Monsieur le Ministre,

Mes chers collègues,

L’adaptation des règles électorales aux difficultés ou évolutions constatées lors de leur mise en œuvre est toujours utile pour la vitalité démocratique. Lorsque les fonctions électives sont fragilisées, comme on le constate aujourd’hui, cette adaptation devient impérative.

En ce sens, l’initiative de notre collègue Alain Richard, prise à la suite de la publication en février dernier, des observations du Conseil constitutionnel relatives aux élections législatives des 11 et 18 juin 2017, est particulièrement bienvenue. Il faut d’ailleurs souligner sa grande réactivité. Les membres du groupe RDSE regrettent que le pouvoir réglementaire ne mette pas autant d’ardeur à prendre des décrets d’application une fois la loi adoptée !

L’ensemble des modifications proposées, qu’il s’agisse de la simplification des règles comptables s’appliquant aux candidats, de la clarification des règles de propagande électorale ou encore de l’adaptation du point de départ des décisions d’inéligibilité, aux réalités des procédures contentieuses, nous semble aller dans le bon sens. Les amendements introduits par notre rapporteur modifient certains points techniques du texte sans en trahir l’esprit. C’est pourquoi nous sommes a priori favorables à son adoption.

En effet, chacun conviendra ici que l’annulation d’une élection par le juge n’est jamais satisfaisante, laissant planer une ombre de discrédit sur l’ensemble des élus. Pour autant, cette initiative rappelle à nos concitoyens que les candidats à une élection s’exposent à une grande insécurité juridique, du fait de la complexité des règles électorales mais aussi de l’incertitude de l’issue du scrutin qui conditionne les obligations qui leur seront applicables.

C’est, par exemple, le cas des règles de contrôle des comptes de campagne. Dès lors qu’une dérogation existe en dessous du seuil de 1%, selon les règles actuelles, on comprend que des petits candidats, ayant peu d’espoir sur l’issue du scrutin, ne prennent pas toutes les précautions nécessaires pour se mettre en règles, tant ces régularisations comportent un coût non négligeable.

D’autres notions, aux contours incertains, car strictement jurisprudentiels, comme celle de « dépense électorale », rendent leur aptitude à se conformer aux règles en vigueur plus incertaine. Notre collègue Josiane Costes a d’ailleurs déposé des amendements de clarification en ce sens.
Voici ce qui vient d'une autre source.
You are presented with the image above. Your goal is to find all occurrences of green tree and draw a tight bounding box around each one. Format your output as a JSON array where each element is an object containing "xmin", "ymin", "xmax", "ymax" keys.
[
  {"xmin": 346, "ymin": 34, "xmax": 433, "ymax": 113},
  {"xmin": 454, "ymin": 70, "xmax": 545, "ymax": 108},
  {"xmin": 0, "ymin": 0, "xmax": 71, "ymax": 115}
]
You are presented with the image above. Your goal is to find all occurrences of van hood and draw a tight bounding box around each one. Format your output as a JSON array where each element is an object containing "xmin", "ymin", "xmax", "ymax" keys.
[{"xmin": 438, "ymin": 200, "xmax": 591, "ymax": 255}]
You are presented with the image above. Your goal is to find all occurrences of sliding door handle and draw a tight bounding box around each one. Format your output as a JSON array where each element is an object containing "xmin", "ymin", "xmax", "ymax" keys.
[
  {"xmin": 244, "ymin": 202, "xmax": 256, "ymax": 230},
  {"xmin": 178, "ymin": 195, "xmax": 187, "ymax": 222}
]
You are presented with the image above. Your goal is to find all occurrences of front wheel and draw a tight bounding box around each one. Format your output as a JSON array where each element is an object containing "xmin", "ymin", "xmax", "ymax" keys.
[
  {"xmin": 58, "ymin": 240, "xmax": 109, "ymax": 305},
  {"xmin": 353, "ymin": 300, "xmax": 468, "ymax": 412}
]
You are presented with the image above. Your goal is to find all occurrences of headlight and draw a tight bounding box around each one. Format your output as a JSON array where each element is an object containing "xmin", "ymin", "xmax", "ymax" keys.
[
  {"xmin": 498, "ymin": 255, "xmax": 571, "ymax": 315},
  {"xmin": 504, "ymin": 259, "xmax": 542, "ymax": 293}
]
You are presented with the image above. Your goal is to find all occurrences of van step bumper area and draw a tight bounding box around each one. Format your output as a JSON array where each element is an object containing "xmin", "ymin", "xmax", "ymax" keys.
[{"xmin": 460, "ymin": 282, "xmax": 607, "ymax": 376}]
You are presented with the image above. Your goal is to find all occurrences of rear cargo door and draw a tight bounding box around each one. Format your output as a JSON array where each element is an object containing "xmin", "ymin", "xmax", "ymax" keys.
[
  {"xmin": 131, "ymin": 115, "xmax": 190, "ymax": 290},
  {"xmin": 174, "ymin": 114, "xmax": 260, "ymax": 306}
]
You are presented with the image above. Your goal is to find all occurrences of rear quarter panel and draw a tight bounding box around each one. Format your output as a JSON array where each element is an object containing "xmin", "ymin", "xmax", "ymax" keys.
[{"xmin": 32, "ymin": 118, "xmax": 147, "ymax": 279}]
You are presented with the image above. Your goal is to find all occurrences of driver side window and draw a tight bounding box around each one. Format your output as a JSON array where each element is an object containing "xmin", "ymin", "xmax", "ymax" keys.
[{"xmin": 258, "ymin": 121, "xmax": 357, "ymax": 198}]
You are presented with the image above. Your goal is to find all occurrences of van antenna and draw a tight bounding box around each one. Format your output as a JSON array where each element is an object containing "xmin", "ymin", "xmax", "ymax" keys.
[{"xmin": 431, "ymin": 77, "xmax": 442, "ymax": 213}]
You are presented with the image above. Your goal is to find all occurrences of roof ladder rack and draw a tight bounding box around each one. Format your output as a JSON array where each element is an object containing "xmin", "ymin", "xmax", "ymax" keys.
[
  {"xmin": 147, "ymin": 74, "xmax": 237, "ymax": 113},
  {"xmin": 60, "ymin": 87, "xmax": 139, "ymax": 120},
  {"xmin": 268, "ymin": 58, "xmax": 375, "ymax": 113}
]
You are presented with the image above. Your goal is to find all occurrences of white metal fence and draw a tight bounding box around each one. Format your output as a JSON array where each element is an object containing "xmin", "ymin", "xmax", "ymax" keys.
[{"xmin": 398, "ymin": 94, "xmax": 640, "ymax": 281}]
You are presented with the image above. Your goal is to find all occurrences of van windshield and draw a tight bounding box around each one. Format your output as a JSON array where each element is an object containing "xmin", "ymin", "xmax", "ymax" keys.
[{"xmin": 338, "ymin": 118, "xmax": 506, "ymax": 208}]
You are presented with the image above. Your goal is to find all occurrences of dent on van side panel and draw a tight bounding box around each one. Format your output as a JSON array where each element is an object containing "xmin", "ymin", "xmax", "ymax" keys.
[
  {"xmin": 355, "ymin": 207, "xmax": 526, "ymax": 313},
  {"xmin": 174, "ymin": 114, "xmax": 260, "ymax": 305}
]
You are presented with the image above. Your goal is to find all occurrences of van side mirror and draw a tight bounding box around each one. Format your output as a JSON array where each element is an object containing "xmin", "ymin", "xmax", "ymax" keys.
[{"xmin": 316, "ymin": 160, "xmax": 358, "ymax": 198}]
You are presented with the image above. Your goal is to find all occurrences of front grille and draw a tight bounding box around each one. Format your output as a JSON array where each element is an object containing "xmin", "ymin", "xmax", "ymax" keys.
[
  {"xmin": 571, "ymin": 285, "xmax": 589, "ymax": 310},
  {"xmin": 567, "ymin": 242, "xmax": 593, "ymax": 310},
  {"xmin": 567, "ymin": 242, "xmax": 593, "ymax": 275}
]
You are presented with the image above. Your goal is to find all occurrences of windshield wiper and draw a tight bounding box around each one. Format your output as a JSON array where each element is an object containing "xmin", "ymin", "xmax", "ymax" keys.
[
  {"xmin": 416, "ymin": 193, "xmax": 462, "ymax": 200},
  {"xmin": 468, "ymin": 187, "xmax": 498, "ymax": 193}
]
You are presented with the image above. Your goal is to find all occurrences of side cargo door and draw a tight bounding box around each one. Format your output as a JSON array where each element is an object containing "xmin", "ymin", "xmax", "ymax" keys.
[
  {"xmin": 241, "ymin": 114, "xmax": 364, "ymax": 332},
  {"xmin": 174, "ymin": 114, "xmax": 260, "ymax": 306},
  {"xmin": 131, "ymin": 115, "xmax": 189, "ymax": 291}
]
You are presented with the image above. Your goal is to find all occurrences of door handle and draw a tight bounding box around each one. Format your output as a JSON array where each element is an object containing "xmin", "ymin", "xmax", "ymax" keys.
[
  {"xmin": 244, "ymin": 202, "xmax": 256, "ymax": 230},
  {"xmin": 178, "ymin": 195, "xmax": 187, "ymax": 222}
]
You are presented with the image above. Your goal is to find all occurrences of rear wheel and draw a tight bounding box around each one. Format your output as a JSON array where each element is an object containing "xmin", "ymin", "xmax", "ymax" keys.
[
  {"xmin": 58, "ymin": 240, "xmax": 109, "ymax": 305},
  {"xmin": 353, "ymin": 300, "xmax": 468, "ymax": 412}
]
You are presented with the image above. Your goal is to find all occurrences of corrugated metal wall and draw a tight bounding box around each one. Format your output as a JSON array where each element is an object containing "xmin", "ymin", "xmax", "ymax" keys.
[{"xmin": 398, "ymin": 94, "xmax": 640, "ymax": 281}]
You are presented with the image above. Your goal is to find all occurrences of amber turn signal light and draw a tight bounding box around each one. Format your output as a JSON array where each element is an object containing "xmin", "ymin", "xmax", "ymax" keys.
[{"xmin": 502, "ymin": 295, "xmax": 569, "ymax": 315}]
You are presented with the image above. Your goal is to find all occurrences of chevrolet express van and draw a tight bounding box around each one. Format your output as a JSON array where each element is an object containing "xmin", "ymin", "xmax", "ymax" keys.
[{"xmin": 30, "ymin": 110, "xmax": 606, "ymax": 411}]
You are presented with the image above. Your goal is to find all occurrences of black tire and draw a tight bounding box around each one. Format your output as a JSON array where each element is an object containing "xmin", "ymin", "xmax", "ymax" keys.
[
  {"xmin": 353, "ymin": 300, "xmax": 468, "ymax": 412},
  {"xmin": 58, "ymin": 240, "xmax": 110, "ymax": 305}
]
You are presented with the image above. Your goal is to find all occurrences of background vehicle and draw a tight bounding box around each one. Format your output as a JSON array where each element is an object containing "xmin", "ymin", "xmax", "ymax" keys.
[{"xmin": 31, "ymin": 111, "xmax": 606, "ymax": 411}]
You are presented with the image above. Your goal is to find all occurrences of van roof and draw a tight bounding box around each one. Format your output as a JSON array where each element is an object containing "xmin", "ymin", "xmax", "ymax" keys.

Ainsi, les irrégularités constatées par le juge sont moins révélatrices de la faible moralité des candidats que de la complexité des règles applicables. Certains vont même jusqu’à considérer que ces règles forment une barrière d’entrée décourageante pour les candidats les moins bien conseillés, et qu’elles accaparent une partie du temps qu’ils pourraient mettre utilement à profit de l’élaboration de propositions au contact de leurs électeurs. Elles sont cependant incontournables dans le cadre d’un financement à majorité public de la vie politique française, dès lors que tout engagement de deniers publics doit être justifié.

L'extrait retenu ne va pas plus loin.